So that is all fine and dandy...

Now we refactor the build, introducing a common parent pom,
foobar-parent... what do we need to publish for that?

* Well my first "get out of jail" card is to mandate that when building,
you cannot use a parent pom that has a *newer* modelVersion than the child
pom. Thus we do not have to worry about people using Maven 3.2 and trying
to use foobar-parent:1.0 as their parent pom. We set the <prerequisites> in
the deployed modelVersion 4.0.0 pom to the required version of Maven and we
inject an enforcer rule bound to the `validate` phase that immediately
fails the build with a message stating that you cannot use it as a parent.

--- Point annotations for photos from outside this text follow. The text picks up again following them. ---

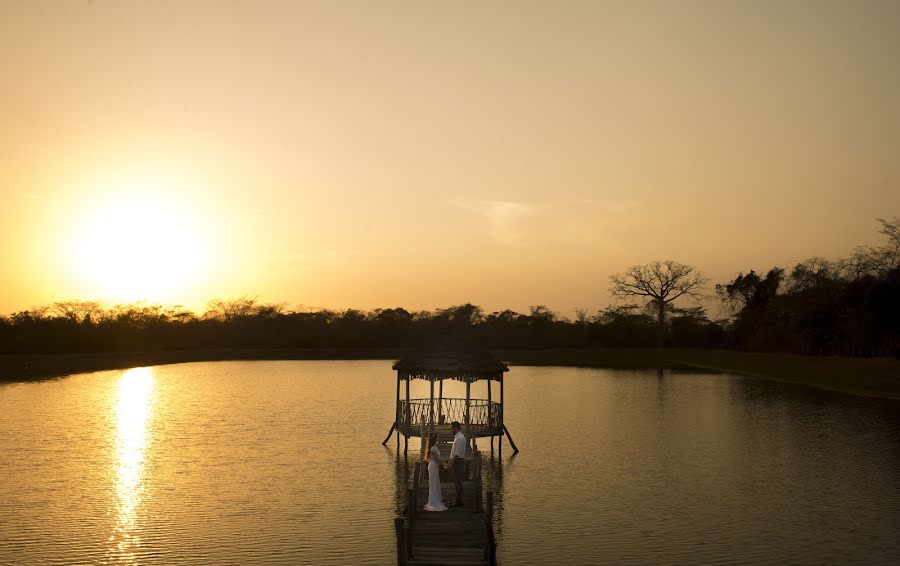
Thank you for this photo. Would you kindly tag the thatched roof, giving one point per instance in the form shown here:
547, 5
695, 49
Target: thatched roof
451, 358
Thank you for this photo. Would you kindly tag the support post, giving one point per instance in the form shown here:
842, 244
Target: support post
468, 403
477, 483
431, 408
410, 508
400, 529
397, 409
490, 545
390, 432
418, 474
408, 418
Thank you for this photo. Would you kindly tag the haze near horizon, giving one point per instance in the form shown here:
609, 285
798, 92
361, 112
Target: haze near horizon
425, 154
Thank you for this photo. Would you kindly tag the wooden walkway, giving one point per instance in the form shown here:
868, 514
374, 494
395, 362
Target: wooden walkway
457, 536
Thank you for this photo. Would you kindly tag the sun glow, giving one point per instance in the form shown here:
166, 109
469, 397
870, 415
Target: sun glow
133, 411
138, 247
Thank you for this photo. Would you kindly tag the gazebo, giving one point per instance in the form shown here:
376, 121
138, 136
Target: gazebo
450, 358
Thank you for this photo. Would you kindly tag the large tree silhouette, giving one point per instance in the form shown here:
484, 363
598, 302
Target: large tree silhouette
659, 282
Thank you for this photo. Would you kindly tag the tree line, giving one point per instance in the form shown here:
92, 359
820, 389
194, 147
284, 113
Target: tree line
825, 307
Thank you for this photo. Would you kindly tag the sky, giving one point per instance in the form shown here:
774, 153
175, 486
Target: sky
425, 154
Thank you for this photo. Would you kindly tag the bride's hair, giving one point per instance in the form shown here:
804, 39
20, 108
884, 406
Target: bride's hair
432, 439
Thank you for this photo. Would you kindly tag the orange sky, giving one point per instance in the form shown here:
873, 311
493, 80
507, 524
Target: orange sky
423, 154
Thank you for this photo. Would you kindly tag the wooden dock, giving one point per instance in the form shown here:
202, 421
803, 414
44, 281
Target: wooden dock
458, 536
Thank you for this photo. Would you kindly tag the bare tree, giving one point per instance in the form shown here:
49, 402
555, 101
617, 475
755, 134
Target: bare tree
230, 309
660, 283
582, 316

  Thus even if you use Maven 4.0.0 to build a modelVersion 4.0.0 pom, you
still will not be able to have a modelVersion 5.0.0 parent. I think this is
reasonable, as we cannot expect to fully down-map the dependency features
let alone the build features.

  So we are deploying a *generated* modelVersion 4.0.0 pom as
foobar-parent-1.0.pom which is stripped to just effective dependencies (etc
as for the jar) and has a <build> section that causes anyone who tries to
use it as a parent pom from a pre-maven 4.0.0 format pom to get an
immediate build failure.

* There are valid cases where a parent pom can include a set of
dependencies that are common to all child projects. It may not be a style
that I like, but just as I am not going to give out if somebody writes
their *project* and has the idiotic idea of using TABs to indent (I'll moan
if I have to make a contribution to their project though) I do not think we
should prevent such a use case. Additionally, and perhaps more importantly,
there can be side artifacts for a pom packaging. Thus we really should be
publishing a .dml file for the parent. Most likely it will be empty (we
don't need <dependencyManagement> because .dml files *never* include a
parent reference) but the file is needed for any side-artifacts

* What about people using this project *as a parent*... we need to deploy
something for them... we can assume they will be able to understand our
modelVersion and format (because we have used that get out of jail card
already to prevent the modelVersion 4.0.0 children), so lets just deploy
the pom with a classifier of build

foobar-parent-1.0.pom
foobar-parent-1.0.pom.gpg
foobar-parent-1.0.pom.md5
foobar-parent-1.0.pom.sha1
foobar-parent-1.0.pom.gpg.sha1
foobar-parent-1.0.pom.gpg.md5
foobar-parent-1.0-build.pom
foobar-parent-1.0-build.pom.gpg
foobar-parent-1.0-build.pom.md5 (could perhaps omit as only new clients
will read this)
foobar-parent-1.0-build.pom.sha1 (could perhaps omit as only new clients
will read this)
foobar-parent-1.0-build.pom.gpg.sha1 (could perhaps omit as only new
clients will read this)
foobar-parent-1.0-build.pom.gpg.md5 (could perhaps omit as only new clients
will read this)
foobar-parent-1.0.dml
foobar-parent-1.0.dml.gpg
foobar-parent-1.0.dml.md5 (could perhaps omit as only new clients will read
this)
foobar-parent-1.0.dml.sha1 (could perhaps omit as only new clients will
read this)
foobar-parent-1.0.dml.gpg.sha1 (could perhaps omit as only new clients will
read this)
foobar-parent-1.0.dml.gpg.md5 (could perhaps omit as only new clients will
read this)
foobar-1.0-src.tar.gz (illustrating the most common side-artifact for pom
projects)
foobar-1.0-src.tar.gz.gpg
foobar-1.0-src.tar.gz.md5
foobar-1.0-src.tar.gz.sha1
foobar-1.0-src.tar.gz.gpg.sha1
foobar-1.0-src.tar.gz.gpg.md5

That is my view of *one way* to get to modelVersion 5.0.0. I think that
*technically* the above could work. There are issues:

* Newer clients will go looking for the .dml file and then fall back to the
.pom if the .dml is missing... that makes 5 requests (.dml, .pom, .pom.gpg,
.jar, .jar.gpg - or replace .gpg with whatever hash you want) to get a .jar
file rather than 4, in other words a 20% increase in requests for older
artifacts... or 33% increase if you don't want integrity checks)... we
could do a bulk generation of the .dml files... but then we have to
generate gpg signatures for those files which would break the trust that
gpg is supposed to inject.

  Given that older clients currently go hunting for two hashes I think we
can ignore this issue, e.g. it's actually better than .pom, .pom.md5,
.pom.sha1, .jar, .jar.md5, .jar.sha1

  This would therefore be using the .gpg file as a download integrity check
and then optionally an additional check that users can choose to turn on
would be to check that the key used to sign is trusted.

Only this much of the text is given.